Abstract: Objective To detect the plasma level of growth differentiation factor-15 (GDF-15) in patients of type 2 diabetic
nepropathy and assess its value in diagnosis and evaluation of type 2 diabetic nepropathy. Methods Thirty type 2 diabetic
patients with normoalbuminuria, 20 with microalbuminuria, and 30 with macroalbuminuria, diagnosed according to
Mogensen’s criteria, were examined for plasma GDF-15 level using enzyme-linked immumosorbent assay. Results The
patients with macroalbuminuria had significantly higher plasma GDF-15 level than those with microalbuminuria and
normoalbuminuria [1773.9 (1099.1-2357.4) pg/ml vs 864.0 (636.1-994.3) pg/ml and 704.5 (548.8-975.8) pg/ml, respectively, P<
0.01], and patients with microalbuminuria had higher GDF-15 level than those with normoalbuminuria (P>0.05). Plasma
GDF-15 level was found to increase early in the stage of mild renal dysfunction (60≤GFR<90 ml·min-1·1.73 m-2) with a median
level of 999.5 (769.2-1372.1) pg/ml. Partial correlation analysis showed that plasma GDF-15 level was positively correlated with
diabetic durations, mAlb, BUN and sCr (r=0.246, 0.493, 0.390, and 0.471, respectively, P<0.05), and negatively with eGFR
(r=-0.438) and Alb (r=-0.397) (P<0.01). Multivariate linear regression analysis showed that a high plasma GDF-15 level was an
independent risk factor for increased mAlb. In the diagnosis of renal dysfunction (eGFR<90 ml·min-1·1.73 m-2), the area under
the receiver-operating characteristic curve (AUC) of GDF-15 was 0.801, significantly higher than that of mAlb (0.717, P<0.05).
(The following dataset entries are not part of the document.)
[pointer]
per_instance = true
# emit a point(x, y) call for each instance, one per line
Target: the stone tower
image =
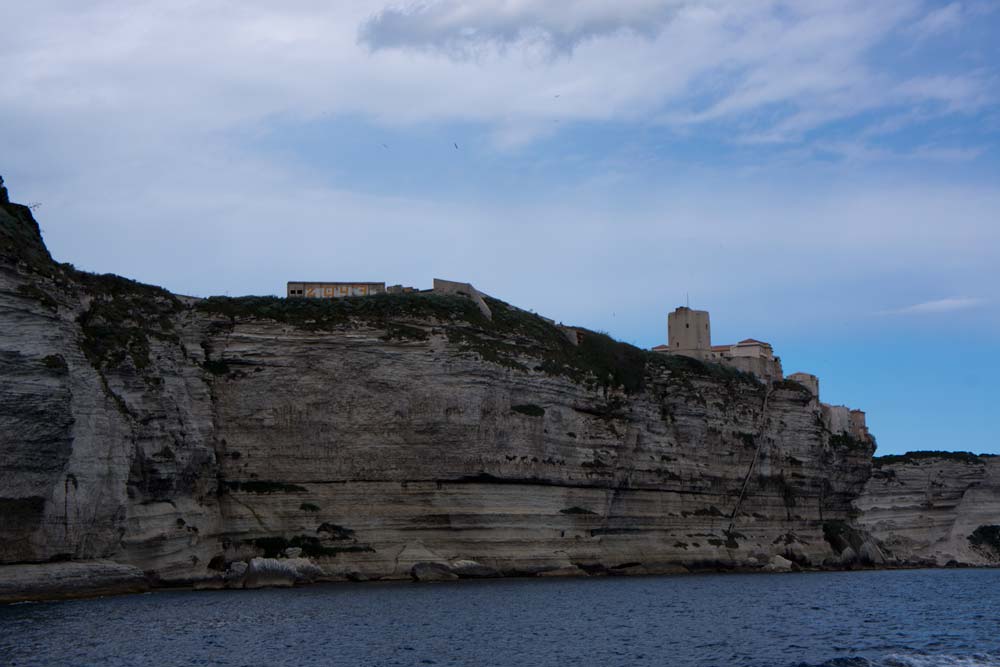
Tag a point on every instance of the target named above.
point(689, 330)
With the cut-off value of 733.78 pg/ml, plasma GDF-15 level had a sensitivity of 88.1% and a specificity of 58.1% for renal
dysfunction diagnosis. Conclusion In patients with type 2 diabetic nephropathy, plasma GDF-15 level increases with the
Mogensen stage, and as a independent risk factor for increased mAlb, it is significantly correlated with mAlb and eGFR, and
serves, suggesting its value in early diagnosis, evaluation and prediction of the outcomes of type 2 diabetic nephropathy.